The mechanisms of motor neuron degeneration in ALS remain largely unknown and effective therapy for ALS is not yet available (1,2). Mutations of SOD1 cause 2–5% of human ALS (3–5). Transgenic rodents overexpressing mutant SOD1 develop motor neuron degeneration mimicking human ALS (6–9). Thus, these transgenic animals have provided the best model to date for ALS studies (10). The existence of NPCs and neurogenesis from NPCs in the adult CNS have been well-established (11–14). For example, neurogenesis generates functional neurons in vitro from adult human and primate brain (15–17). In addition, pathological processes promote neurogenesis as reported in human patients with Alzheimer’s disease (18), and Huntington’s disease (19). Brain and spinal cord injury facilitates neurogenesis in traumatic animal models (20–23). These findings suggest that newly generated neurons may be able to functionally replace degenerated (damaged) cells during pathogenesis or injury. In fact, neural stem cell-mediated neuronal regeneration has been proposed, and used in some cases, for therapy of ALS and other neurodegenerative diseases (24–27). Nevertheless, the role of adult NPCs in response to motor neuron degeneration in ALS remains unknown. More significantly, the status and the differences of NPCs in the normal and ALS disease have not been defined. To this end, we utilized the animal model mimicking human ALS to identify and characterize NPCs associated with disease onset and progression. Expression of nestin in the CNS is generally considered a reliable NPC marker and has been extensively used for the characterization of NPCs in vitro and in vivo (28–32). For these reasons, we have combined the nestin promoter driven LacZ reporter transgenic (pNes-Tg) mouse model (33,34) with the mutant SOD1-transgenic (G93A-SOD1-Tg) mouse model (9) to analyze the responses of NPCs to motor neuron degeneration in the ALS-like mice.

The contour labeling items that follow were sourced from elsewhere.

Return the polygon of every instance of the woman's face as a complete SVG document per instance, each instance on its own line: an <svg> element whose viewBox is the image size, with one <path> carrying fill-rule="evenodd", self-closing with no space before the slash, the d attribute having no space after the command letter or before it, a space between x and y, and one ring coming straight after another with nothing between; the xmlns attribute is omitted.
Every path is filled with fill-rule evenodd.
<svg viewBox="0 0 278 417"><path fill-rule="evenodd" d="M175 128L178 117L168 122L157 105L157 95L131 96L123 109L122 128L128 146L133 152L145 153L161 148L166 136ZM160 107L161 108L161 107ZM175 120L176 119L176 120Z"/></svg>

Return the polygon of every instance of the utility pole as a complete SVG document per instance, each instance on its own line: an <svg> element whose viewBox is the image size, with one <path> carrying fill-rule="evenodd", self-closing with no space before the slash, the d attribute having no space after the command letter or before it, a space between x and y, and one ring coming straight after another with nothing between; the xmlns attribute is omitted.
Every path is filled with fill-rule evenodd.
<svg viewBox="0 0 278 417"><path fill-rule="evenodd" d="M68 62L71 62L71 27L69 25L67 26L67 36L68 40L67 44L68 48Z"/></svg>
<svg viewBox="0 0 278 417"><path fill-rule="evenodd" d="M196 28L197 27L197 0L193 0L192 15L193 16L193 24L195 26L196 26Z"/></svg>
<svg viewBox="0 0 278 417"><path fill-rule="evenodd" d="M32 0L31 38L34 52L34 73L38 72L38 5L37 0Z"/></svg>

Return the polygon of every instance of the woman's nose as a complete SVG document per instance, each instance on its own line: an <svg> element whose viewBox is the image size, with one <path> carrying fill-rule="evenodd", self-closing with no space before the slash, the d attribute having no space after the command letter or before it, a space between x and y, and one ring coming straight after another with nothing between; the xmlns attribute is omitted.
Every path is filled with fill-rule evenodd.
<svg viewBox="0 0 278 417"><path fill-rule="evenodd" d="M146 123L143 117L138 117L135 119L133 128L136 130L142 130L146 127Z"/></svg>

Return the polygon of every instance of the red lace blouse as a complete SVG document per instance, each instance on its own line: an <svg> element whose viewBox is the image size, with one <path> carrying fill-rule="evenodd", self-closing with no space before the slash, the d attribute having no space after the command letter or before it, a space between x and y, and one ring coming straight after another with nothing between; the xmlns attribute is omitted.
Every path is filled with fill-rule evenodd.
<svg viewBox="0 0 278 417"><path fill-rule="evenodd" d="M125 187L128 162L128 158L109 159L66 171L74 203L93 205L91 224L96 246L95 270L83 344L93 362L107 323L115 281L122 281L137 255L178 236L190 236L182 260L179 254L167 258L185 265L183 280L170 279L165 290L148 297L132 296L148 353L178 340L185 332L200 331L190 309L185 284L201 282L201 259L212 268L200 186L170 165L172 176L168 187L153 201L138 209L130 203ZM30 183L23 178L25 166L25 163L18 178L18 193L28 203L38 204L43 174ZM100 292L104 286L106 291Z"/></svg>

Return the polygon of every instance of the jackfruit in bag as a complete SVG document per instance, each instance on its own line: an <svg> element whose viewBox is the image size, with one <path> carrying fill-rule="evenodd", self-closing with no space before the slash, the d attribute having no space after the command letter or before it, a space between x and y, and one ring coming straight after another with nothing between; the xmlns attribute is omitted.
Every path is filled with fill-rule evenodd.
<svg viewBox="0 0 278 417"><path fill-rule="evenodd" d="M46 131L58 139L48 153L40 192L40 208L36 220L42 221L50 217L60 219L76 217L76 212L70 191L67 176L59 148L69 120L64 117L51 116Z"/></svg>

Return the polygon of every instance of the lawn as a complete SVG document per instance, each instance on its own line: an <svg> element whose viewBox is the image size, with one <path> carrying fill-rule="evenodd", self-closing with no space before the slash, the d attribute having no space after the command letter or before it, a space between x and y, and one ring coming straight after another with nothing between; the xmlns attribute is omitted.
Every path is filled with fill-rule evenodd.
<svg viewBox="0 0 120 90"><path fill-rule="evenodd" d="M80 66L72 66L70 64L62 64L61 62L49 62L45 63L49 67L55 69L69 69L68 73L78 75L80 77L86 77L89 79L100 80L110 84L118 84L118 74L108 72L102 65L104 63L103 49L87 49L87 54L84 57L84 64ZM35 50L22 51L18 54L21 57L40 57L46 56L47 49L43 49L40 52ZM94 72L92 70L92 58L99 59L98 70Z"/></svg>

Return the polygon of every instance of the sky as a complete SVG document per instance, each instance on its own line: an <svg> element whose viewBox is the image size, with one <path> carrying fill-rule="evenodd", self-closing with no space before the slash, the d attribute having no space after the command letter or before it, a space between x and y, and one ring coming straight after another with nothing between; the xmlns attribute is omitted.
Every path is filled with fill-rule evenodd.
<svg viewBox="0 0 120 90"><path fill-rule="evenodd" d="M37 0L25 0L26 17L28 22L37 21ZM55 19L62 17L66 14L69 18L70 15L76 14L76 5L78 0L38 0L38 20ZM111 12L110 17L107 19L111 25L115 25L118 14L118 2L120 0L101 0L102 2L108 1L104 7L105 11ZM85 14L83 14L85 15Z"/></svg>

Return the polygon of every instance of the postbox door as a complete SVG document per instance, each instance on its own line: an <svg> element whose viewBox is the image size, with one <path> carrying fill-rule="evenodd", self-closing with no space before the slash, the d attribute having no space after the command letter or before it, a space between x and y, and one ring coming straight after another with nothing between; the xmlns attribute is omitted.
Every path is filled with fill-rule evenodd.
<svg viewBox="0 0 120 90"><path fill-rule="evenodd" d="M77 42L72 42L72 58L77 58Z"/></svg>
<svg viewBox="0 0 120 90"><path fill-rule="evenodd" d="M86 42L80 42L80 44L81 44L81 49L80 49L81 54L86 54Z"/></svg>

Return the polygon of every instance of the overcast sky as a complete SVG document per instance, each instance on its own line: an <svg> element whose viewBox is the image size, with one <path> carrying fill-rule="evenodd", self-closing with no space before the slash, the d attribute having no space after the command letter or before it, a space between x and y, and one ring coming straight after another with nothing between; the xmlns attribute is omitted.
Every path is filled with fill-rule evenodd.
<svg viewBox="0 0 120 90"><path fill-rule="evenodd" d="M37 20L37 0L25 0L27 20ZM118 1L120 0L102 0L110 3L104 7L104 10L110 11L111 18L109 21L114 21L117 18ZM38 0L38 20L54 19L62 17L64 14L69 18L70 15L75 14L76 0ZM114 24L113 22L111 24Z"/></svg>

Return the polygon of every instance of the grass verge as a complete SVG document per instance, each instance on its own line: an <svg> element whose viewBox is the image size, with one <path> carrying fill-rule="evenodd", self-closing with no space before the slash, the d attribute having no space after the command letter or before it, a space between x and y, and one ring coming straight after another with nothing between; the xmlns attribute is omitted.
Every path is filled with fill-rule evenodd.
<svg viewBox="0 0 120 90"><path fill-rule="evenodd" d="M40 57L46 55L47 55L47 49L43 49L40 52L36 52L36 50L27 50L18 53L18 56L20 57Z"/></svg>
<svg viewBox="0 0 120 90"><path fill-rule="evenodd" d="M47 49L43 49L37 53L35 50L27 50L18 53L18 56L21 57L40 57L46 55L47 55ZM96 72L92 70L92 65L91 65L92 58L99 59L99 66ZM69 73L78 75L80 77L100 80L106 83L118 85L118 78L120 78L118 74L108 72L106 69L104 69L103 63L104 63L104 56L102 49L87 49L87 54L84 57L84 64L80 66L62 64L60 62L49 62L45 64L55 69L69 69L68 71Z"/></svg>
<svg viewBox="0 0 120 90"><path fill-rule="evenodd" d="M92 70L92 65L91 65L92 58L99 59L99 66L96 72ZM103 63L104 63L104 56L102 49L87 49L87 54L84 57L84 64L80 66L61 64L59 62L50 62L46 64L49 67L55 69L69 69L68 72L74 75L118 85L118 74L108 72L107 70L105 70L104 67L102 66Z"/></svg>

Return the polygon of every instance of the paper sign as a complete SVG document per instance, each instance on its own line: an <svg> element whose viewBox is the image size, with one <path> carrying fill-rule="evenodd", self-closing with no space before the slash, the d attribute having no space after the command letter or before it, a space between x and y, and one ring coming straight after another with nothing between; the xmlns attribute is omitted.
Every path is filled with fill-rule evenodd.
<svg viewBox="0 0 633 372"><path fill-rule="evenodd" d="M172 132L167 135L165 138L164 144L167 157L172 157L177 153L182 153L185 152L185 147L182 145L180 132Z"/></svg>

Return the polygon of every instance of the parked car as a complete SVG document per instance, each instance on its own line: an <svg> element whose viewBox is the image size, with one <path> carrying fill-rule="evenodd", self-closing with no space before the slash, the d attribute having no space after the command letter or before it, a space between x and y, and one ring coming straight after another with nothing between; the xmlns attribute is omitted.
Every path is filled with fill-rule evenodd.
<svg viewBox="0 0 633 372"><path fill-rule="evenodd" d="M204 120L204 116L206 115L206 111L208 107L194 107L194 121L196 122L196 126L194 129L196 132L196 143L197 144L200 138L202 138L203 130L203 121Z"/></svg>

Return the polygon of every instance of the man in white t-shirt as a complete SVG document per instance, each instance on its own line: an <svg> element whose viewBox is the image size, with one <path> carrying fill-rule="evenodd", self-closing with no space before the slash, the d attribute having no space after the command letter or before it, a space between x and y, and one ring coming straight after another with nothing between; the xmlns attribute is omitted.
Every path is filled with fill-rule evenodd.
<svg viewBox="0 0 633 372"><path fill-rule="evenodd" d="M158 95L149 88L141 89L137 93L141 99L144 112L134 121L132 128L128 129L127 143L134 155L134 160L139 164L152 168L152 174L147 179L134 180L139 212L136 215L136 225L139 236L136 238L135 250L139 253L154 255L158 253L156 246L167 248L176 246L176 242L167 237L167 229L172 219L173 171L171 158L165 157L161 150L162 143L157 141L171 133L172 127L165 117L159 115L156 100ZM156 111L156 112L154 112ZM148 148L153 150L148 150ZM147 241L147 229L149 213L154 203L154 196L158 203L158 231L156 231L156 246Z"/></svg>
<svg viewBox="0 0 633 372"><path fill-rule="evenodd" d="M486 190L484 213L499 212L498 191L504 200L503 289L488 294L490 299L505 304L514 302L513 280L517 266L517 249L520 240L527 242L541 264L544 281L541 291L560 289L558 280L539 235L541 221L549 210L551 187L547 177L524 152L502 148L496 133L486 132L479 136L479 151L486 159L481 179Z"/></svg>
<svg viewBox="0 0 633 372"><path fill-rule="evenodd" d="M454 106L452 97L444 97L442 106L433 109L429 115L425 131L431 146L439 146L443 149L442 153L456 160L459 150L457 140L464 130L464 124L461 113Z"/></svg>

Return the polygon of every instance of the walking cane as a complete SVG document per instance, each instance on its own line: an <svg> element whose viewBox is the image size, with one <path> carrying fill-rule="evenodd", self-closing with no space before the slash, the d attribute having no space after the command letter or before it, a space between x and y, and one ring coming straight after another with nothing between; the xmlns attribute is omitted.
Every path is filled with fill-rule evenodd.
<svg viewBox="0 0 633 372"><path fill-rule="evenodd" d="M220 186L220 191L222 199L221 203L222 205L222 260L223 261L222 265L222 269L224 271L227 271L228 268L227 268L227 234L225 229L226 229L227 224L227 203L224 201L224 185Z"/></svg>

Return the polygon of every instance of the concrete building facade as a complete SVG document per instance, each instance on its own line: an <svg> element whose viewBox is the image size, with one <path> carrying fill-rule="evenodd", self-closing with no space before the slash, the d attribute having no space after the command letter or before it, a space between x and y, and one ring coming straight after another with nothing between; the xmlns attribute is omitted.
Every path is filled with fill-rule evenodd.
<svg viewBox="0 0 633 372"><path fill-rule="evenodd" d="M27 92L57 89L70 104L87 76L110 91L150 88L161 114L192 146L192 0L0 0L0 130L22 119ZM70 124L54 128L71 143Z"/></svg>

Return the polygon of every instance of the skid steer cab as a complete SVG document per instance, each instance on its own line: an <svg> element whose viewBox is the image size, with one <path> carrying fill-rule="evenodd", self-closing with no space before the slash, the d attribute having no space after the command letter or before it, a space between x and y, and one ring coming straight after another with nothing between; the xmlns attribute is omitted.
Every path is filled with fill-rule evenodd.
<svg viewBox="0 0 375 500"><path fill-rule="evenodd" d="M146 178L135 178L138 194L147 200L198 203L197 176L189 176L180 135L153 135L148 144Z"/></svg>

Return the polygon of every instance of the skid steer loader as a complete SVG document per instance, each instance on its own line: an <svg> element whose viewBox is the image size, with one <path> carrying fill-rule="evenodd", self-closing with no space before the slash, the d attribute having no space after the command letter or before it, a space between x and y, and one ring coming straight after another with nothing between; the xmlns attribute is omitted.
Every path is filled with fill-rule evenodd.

Nestin promoter driven LacZ repoter transgenic mice (pNes-Tg) and mutant SOD1 mimicking human ALS transgenic mice (G93A-SOD1-Tg) (Jackson Laboratory, Bar Harbor, ME) were used to generate bi-transgenic mice containing both LacZ and G93A-SOD1 (Bi-Tg) through heterozygous breeding. Transgenic progeny were identified by regular PCR amplification of tail DNA using specific primers. Like mutant G93A-SOD1 transgenic mice, the Bi-Tg mice had ALS-like disease onset and disease progression at 70–90 and 100–130 days of age respectively. Because mutant SOD1-mediated motor neuron degeneration in ALS is inherited in an autosomal dominant fashion, the transgenic mice used in this study were heterozygous. Age-matched littermates of pNes-Tg mice were used as controls. The experimental protocols were approved by the Institutional Animal Use and Care Committee and are in close agreement with the National Institutes of Health guideline for the care and use of laboratory animals.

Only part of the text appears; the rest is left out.